You can disagree with me. Some people don’t like the peel on a potato. Those people are wrong, of course, and morally suspect, but they do exist. Hell, maybe you’re one of them – although let’s pretend you aren’t, so I don’t have to hold back in this post, because I’m going to have to use some harsh words. Harsher than usual, even.
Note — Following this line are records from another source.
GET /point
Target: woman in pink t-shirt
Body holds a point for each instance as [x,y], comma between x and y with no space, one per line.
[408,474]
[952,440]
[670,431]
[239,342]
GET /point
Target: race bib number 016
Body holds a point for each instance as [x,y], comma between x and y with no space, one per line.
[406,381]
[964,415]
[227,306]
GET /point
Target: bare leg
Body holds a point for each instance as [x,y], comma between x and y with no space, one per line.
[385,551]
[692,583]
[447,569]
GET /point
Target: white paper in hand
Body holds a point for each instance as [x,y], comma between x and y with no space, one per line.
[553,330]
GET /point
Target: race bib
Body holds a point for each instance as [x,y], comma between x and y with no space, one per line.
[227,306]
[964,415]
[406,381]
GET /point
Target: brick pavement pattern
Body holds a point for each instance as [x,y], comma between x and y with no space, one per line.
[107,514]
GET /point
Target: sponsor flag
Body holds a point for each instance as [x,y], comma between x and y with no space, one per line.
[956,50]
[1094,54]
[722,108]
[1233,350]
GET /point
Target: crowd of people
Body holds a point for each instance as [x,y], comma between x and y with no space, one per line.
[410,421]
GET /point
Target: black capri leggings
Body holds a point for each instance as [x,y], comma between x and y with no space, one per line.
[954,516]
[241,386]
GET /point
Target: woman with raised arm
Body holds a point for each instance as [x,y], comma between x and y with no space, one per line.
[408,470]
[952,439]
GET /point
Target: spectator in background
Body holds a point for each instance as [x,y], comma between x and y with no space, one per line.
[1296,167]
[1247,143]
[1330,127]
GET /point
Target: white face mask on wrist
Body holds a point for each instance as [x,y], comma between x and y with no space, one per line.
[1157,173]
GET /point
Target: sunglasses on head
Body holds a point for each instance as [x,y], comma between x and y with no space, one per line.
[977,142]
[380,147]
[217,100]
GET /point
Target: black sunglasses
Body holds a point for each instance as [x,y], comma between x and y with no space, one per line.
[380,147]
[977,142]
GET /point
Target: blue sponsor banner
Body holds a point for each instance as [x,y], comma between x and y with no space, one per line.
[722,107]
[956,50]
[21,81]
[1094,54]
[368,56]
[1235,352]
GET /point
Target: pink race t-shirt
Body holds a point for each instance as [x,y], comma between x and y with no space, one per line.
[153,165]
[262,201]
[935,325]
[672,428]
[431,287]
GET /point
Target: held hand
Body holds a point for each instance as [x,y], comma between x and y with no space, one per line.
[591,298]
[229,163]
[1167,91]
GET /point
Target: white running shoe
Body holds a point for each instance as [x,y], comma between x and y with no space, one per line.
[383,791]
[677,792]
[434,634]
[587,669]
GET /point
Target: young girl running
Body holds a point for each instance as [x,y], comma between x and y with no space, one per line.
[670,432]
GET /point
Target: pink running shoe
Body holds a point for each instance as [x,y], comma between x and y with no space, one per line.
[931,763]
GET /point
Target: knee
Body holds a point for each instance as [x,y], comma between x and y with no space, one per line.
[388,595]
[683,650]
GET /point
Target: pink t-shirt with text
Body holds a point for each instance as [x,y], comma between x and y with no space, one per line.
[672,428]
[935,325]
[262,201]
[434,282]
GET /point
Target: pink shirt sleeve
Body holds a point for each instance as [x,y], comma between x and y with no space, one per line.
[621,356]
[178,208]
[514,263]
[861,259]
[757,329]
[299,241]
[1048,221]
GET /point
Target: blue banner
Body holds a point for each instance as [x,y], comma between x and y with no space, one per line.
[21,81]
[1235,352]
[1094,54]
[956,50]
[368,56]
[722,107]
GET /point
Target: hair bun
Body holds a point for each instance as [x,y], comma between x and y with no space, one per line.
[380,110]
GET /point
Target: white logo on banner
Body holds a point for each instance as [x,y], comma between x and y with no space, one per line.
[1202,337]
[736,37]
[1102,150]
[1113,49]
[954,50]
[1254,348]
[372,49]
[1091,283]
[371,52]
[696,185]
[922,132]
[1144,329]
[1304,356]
Why should I make it easier for those degenerate potato-peelers to engage in a behavior I find perverse and offensive? Wait, scratch that “I find” – peeling potatoes is objectively, universally, at all times and in all places perverse and offensive. Peeling potatoes is a sign of moral decay and poor personal hygiene habits.
Baby Jesus cries when you peel potatoes. Every time someone peels a potato, a kitten dies. The Roman Empire fell because everyone was too busy peeling potatoes to fight off the barbarian hordes. And so on.
It’s not like peeling potatoes is that hard. It’s harder than not peeling them in the first place, sure, but it’s about as difficult as dicing an onion or trimming the fat off a piece of steak or peeling shrimp or scrambling eggs. If you’re too lazy to peel a few potatoes, you should either get the fuck over it or get someone else to do your cooking for you.
Just don’t peel your potatoes. Ever. It’s as simple as that. You’ll save a bit of time, a bit of effort, we can still be friends (if you want, I mean – we don’t have to be), and you won’t have to be exiled from society. If you persist in peeling your potatoes, though, I don’t know what’s going to happen to you.
Worst-case scenario? A gang of rogue potatoes will peel you.